FortiGate - a good all-in-one firewall with some design weaknesses
April 18, 2017
FortiGate - a good all-in-one firewall with some design weaknesses
Score 8 out of 10
Vetted Review
Verified User
Overall Satisfaction with Fortinet FortiGate
For customers with 50-200 users we are using FortiGate as the central firewall. That is, internal users are surfing the Internet (URL filtering, antivirus), servers in the DMZ are reached from the Internet, partners are connected via static site-to-site VPNs, and home office users are able to log into the company network via a VPN with two-factor authentication.
- Good summary GUI: The basic steps such as adding new policies or users can be done through the GUI. The GUI is fast and has a couple of options. There is a CLI-widget on the dashboard which enables the usage of CLI commands through the GUI - nice.
- Counters and bars for policies and VPNs: Within the GUI you have several counters of packets/bytes/sessions that make it easy to understand whether some policies of VPNs are functional and in use.
- Built-In two-factor authentication possibility: You can use a two-factor auth via SMS out of the box. You simply need an email-to-SMS provider and you're done.
- Though the GUI is fast, it lacks many options. In many cases, you can only configure the first 20% of options while the other 80% must be done through the CLI. This won't be a problem for experienced (Cisco) admins but it's a challenge for normal IT workers that are not working with FortiGate every day.
- Separate security policy for IPv4 and IPv6: This is a really bad design because you need to manage two independent security policies! Other firewall vendors have a single policy which can be used for both Internet protocols.
- No configuration revisions: There is no store for old configuration snapshots. Don't forget to backup the config manually before doing an upgrade!
- No dedicated out-of-band management plane: FortiGate can only be managed in-line. You must connect to some data ports. (That is: You don't have the possibility to configure a management-only interface with its own default route.)
- From my point of view, FortiGate has the best price-performance ratio. The usage of URL filtering and antivirus is a good (and easy) first step in reducing unwanted traffic for your users.

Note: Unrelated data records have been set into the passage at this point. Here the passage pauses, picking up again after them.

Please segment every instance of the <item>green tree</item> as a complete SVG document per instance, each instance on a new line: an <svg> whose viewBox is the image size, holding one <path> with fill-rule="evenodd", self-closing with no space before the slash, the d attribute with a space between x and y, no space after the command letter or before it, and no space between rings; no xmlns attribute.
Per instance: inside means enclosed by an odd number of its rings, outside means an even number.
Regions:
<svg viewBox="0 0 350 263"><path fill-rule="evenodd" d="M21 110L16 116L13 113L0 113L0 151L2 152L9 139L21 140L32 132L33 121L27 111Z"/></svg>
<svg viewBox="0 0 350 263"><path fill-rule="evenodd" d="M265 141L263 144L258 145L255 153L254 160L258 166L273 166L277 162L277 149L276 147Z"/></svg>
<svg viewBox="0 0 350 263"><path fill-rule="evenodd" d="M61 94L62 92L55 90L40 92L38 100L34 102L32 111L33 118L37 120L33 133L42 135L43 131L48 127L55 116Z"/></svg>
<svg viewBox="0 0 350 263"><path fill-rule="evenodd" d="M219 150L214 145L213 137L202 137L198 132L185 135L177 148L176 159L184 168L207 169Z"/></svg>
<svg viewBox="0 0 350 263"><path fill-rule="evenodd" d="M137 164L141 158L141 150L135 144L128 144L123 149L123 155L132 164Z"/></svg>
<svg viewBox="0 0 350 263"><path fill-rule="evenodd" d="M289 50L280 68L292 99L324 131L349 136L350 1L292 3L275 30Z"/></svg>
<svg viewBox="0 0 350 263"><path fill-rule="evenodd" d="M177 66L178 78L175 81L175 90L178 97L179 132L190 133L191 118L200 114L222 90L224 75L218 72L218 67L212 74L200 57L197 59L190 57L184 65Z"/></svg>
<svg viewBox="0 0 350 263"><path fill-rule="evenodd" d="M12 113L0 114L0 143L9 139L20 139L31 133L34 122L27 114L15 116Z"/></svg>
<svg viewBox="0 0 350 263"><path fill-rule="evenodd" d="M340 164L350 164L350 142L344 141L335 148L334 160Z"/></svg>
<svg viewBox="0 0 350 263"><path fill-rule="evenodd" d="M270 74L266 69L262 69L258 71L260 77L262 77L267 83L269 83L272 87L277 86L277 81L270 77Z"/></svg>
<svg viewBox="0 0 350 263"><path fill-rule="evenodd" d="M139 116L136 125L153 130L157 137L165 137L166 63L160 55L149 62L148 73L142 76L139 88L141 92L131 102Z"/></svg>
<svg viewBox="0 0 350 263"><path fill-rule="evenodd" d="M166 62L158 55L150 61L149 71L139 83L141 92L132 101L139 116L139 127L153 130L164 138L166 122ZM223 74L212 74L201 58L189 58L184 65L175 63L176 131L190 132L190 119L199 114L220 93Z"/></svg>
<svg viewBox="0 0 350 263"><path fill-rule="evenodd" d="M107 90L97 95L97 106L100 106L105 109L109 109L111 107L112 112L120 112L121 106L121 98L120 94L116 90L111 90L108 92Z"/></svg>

- Due to the fast routing capabilities, FortiGate can be used as a LAN segmentation router for smaller locations. No need for an extra router.
- Palo Alto Networks PA-3000 Series
Compared to Palo Alto Networks' firewalls FortiGate has the better price while the worse security design. FortiGate is an all-in-one appliance with many many features that are not completely implemented. In contrast, Palo Alto firewalls have the better concept on how to implement policies, security profiles, etc. For example, Palo Alto has only one security policy for IPv4 and IPv6 while you must configure two separate ones on FortiGate.
However, if price plays the biggest role, customers tend to buy FortiGate.
However, if price plays the biggest role, customers tend to buy FortiGate.